Roberto Pinna wrote:

>Indeed... if you use B or BC you should push it, but what if you don't??
>(grin!)
>
>As far as I know $FD9F (H.TIMI), 'corrupts' not only BC, but as far as I
>know all registers, except IX, IY, and the shadow registers. If you
>really need them afterwards...... push everything on the stack.

It's not a question of using B afterwards, B is the loop counter!


MkII wrote:

>Killing interrupts or RETing #FD9F (at least someone who also uses #
>instead of h!) causes spinning-forever drive motor 8:(

I suggested killing interrupts during disk loading, not full-time.

And about RETting #FD9F, it's very easy to solve: simply copy the 5 bytes
of the hook entry to some memory location and then call that 256 times
after you're done loading.
But #401F is a nicer way, although it's more difficult.

A warning in advance: DOS2's disk change feature won't function well if the
interrupt routine is not called. Usually, it counts the time after a disk
access. Since it is physically impossible to swap a disk in less than about
a second, it's safe to assume the disk isn't changed if the last access is
more recent. But if you stop calling #FD9F, time will be "frozen" for DOS2
and it won't detect disk changes at all.
Ofcourse, for ESE-RAM this is not a problem, but for floppy it is. To solve
it, invalidate the DOS2 disk buffers (sector cache) using the BDOS call for
that purpose.

>Also, I'm planning to play background music while loading, so I need
>standard interrupts enabled.

Good luck! Playing music while loading is very difficult...

The reason: almost all DiskROMs turn off the interrupt for long periods
during loading. So unless you're willing to write custom FDC drivers (and
mail them to the UZIX team ;), you'll have to cope with long intervals
between interrupts.

You could make special music that still sounds nice when played while loading.
NOP played some kind of "music" while loading in Unknown Reality.
And for Almost Real we had a part planned where MSX-AUDIO ADPCM samples
were played while loading, using NOP's SampBox format. This "required" 256K
of sample RAM: the 32K version was very boring.

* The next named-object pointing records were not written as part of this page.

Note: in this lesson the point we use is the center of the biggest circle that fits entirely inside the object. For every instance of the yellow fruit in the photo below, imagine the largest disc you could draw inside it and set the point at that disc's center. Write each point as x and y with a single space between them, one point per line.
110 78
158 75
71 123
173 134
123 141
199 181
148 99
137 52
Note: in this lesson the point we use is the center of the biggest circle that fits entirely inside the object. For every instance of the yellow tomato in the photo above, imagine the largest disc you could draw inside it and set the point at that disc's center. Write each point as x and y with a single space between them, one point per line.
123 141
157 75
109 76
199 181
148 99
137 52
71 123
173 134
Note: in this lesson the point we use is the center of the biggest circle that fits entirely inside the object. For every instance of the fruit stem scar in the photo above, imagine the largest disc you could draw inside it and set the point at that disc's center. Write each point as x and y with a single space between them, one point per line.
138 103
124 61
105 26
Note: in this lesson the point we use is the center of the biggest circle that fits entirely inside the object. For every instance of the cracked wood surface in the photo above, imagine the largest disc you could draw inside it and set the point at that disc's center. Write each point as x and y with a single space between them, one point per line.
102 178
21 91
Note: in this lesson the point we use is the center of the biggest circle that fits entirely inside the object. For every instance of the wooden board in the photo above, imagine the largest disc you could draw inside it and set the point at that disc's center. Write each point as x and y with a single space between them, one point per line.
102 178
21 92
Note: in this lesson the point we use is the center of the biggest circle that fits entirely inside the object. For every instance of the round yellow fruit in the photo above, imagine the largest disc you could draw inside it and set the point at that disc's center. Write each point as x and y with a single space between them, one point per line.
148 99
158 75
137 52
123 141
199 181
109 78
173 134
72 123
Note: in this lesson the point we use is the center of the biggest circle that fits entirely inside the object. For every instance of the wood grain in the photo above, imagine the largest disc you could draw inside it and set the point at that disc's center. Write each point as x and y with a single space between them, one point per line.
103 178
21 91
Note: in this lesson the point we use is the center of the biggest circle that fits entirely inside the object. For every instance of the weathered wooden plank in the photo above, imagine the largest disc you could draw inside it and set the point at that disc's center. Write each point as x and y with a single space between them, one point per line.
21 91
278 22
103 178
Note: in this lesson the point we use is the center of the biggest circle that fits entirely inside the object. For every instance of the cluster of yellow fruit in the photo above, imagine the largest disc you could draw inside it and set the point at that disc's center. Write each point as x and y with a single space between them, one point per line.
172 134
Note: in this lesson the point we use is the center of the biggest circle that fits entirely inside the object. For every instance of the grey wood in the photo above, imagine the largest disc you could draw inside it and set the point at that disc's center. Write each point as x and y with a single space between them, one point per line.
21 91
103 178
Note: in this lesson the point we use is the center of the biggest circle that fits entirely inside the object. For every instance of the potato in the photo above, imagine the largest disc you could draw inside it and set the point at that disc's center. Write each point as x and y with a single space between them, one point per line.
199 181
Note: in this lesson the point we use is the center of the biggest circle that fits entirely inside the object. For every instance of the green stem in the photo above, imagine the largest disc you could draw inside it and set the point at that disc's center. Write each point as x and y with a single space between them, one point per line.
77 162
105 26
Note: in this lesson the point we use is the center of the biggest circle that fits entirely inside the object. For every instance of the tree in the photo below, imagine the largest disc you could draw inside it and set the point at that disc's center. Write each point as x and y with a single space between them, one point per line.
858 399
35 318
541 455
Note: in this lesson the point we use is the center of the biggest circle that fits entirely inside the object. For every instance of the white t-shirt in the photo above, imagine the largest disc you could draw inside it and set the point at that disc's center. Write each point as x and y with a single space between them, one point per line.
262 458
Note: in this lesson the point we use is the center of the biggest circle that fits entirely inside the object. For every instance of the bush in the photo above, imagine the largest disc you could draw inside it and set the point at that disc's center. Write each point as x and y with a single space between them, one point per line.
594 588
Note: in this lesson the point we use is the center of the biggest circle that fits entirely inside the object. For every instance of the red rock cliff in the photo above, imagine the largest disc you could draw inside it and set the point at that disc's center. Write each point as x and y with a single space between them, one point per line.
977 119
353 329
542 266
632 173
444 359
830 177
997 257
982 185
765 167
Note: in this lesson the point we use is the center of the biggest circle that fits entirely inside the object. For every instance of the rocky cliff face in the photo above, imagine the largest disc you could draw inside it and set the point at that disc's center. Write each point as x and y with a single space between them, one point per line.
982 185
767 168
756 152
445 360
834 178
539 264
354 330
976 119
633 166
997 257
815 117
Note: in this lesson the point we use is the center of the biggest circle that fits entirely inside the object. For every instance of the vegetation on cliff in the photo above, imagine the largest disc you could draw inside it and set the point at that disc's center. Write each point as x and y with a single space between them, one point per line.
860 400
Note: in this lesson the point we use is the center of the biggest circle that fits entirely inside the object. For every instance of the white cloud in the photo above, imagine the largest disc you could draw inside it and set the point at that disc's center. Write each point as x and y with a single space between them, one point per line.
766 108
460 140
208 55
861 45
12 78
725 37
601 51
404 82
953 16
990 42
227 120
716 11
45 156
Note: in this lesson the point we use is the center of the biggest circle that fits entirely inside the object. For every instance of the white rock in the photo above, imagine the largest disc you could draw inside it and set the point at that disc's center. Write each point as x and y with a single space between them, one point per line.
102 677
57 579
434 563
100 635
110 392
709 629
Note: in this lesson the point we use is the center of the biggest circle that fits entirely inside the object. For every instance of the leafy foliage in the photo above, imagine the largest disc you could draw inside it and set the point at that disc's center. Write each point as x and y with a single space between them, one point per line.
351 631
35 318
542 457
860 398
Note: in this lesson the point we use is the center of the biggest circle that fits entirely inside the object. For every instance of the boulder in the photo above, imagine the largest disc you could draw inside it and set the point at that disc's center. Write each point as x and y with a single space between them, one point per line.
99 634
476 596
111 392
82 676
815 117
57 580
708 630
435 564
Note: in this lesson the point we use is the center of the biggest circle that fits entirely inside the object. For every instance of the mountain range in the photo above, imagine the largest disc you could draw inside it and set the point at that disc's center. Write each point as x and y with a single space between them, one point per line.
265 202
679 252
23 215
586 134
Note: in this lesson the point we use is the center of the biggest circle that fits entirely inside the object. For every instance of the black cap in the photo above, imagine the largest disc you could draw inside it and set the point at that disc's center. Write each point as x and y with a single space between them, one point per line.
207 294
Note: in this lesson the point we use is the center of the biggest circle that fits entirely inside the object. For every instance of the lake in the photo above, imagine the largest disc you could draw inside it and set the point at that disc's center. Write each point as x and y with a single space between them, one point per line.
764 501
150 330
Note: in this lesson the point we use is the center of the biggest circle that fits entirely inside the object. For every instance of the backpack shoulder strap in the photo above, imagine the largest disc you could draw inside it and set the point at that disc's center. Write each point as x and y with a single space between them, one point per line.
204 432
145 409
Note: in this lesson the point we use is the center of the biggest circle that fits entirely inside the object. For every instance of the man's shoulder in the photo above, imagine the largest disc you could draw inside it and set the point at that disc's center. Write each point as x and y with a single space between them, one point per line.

This part didn't make it
into the released version, because it took too much disk space, required
non-standard hardware (256K sample RAM) and it needed debugging.

>>That's because the SONY DiskROM has a different "algorithm" for the drive
>>LED: it only turns on when that drive is selected. This is not connected to
>>the slowdown.
>
>I see. The light is unlit after loading but the motor is still spinning.

The motor does stop spinning automatically (by hardware), but not at the
same time as the LED goes out.

>Yeah. Now I'd like to know the actual causes of the slowdown. What does the
>interrupt do in a F700 to slow it down 400%?!?!?!?!?

Just an idea: maybe it's only a bit too slow. If it is called inbetween
sectors and doesn't return in time, the next sector will have passed the
head and the DiskROM will have to wait nearly a full rotation.
If this is true, an interleaved-formatted disk would be about equally fast
on a F700 and on for example a 8250.

Or maybe the F700 DiskROM turns on interrupts more frequently than other
models? You could measure this by installing a counter on #FD9F or #FD9A
and see how much counts it gets while loading a fixed amount of data on a
F700 and on a 8250 (take the average over a few runs).